Register your business with the state and establish a federal employer identification number (EIN) in order to set up bank accounts or open business credit cards. Be sure to obtain the necessary licenses and permits in the industry. Register the website domain so that “cyber-squatters” do not take it. Having a website provides legitimacy. Establish social media accounts on Facebook, Twitter, Instagram and LinkedIn to create buzz. Be sure to link the website to social media.
Many communities have a local chamber of commerce that can set up a ribbon-cutting with the town mayor and other elected officials. Work hard to get the word out about your company and network whenever time allows. Anyone you touch is a potential customer. Then the time comes for your company to perform. If you do it well, a base of repeat customers will develop, and they will become brand evangelists for your company.
Advice is available. For instance, the SBA offers workshops and seminars and has a lot of useful information on its website. SCORE, which has provided free and reduced cost business mentoring and education for more than 50 years, is another great resource. SCORE connects aspiring business owners with retired executives and experienced professionals who serve as mentors and gladly share their experiences.
Remember that business plan you wrote before launching? Don’t forget about it.

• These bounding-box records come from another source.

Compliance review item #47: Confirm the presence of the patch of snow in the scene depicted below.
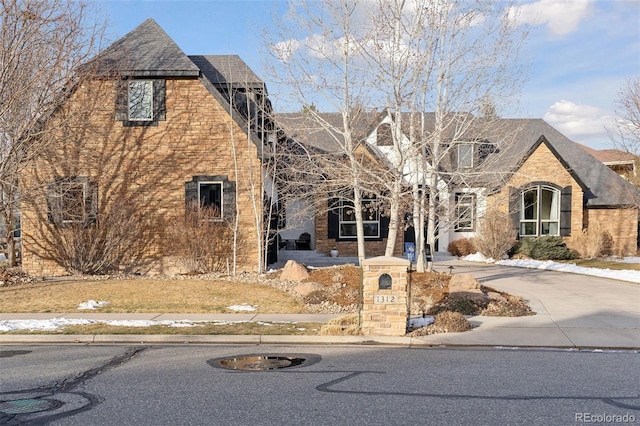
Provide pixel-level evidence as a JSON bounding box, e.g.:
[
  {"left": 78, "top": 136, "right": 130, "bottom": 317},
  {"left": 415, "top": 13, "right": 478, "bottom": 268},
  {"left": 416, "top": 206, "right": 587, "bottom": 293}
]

Revisit the plan periodically to determine whether you have stayed on course and are reaching milestones. If the company is behind, determine why and then take measures to correct the issues. Take a look at the business plan after each quarter and then tweak the plan both on paper and in practice.
After some time, you may consider expanding. If that’s the case, having an updated business plan will be instrumental in securing or additional financing. Highlight the milestones reached. These might include number of products made and sold, a benchmark sales figure, awards won, and other significant events.
Take these 3 steps to start a small business, and you will soon have the company of your dreams.